Ancak, kendi içinde yenilenmeyen, değişemeyen siyasi yapıların; toplumu değiştirip, dönüştürmesi ne kadar mümkün olabilir?
Ülkenin maddi ve manevi değerlerini alt üst ederek, ekonomisine telafisi mümkün olmayan zararlar vererek, halkın içine kin ve nefret tohumları saçarak oluşacak yeni bir iktidarın, bu ülkeye hiçbir yararı olmayacağı gibi; devlet içinde kümelenmiş bürokratik vesayet yok edilmeden iktidarda kalmak da kolay değildir.
Bu ülkede yasama erkini belirleyecek seçimler yapılmadan, yargı ve bürokraside mutlak bir temizlik ve düzenleme şart olmuştur.
Yoksa, kim ya da kimler seçimi kazanırsa kazansın, belki yeni hükümet kurabilirler ama asla iktidar olamazlar.
Bu arada hiç kimse yeni vesayet denemelerine, halk iradesinin dışında başka güçleri devreye sokmaya çalışmasın.
Gerek içinde yaşadığımız küresel dünyada, gerekse ülkemizin geldiği noktada; ne iç dinamikler, ne de bu ülkenin insanları, bu tür senaryolara, anti-demokratik yol ve yöntemlere geçit vermeyecektir.
Siyaset kurumunu bu çirkin senaryolardan, kin ve nefret söylemlerinden kurtarmak için, bu ülkeyi seven, yaşadığı coğrafyaya karşı sorumluluk duyan herkesin daha duyarlı olması gerektiği bir süreçten geçiyoruz.
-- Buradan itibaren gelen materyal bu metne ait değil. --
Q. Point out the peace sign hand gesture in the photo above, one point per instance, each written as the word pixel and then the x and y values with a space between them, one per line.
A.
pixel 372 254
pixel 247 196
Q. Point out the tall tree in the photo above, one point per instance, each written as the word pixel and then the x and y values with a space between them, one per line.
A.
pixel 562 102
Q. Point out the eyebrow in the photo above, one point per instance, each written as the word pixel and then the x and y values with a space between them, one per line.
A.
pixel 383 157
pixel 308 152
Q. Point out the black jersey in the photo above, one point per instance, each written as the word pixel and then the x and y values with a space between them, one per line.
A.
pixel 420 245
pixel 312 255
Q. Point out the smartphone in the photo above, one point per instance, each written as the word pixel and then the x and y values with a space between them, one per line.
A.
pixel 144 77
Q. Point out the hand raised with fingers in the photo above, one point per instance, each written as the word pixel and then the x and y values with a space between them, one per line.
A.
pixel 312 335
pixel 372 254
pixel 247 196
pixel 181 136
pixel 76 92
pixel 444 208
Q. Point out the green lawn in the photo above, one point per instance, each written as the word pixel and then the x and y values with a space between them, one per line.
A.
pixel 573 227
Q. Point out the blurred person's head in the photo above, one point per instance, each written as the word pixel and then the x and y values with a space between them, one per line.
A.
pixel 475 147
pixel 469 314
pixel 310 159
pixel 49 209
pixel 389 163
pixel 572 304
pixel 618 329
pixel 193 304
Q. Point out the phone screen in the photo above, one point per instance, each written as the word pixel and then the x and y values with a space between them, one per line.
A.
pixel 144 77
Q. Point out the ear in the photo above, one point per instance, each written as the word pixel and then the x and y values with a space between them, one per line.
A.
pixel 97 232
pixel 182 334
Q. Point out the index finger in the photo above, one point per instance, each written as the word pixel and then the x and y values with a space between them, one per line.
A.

Bir kez daha söylemek ihtiyacı duyuyorum.
Seçim ve siyasi partiler yasası değişmeden, seçim barajı kaldırılmadan, yerel değil, yerinden yönetimi esas alacak anayasal düzenlemeler yapılmadan, temsilde adaleti sağlamadan yapılacak seçimler sonucunda oluşacak yeni yönetimler; yalnızca kimi kişi ve kurumları başkalarına göre daha avantajlı hale getirmekten başka bir işe yaramayacaktır.
İki aydan az bir zaman kalan yerel seçimlerin Türkiye de bir şeyleri değiştirmesi mümkün görünmediği gibi, toplumu yeni kamplaşmalara, yeni düşmanlıklara sürükleme tehlikesi de vardır.
Ancak 30 Mart sonrası, bu ülke artık eski yöntem ve köhnemiş siyaset tarzlarıyla yönetilemeyecektir.
Gerek siyasette, gerekse toplumsal yaşam için, barış ve demokrasi, hak ve özgürlükler için verilecek mücadelede, yeni şeyler söylemek lazım.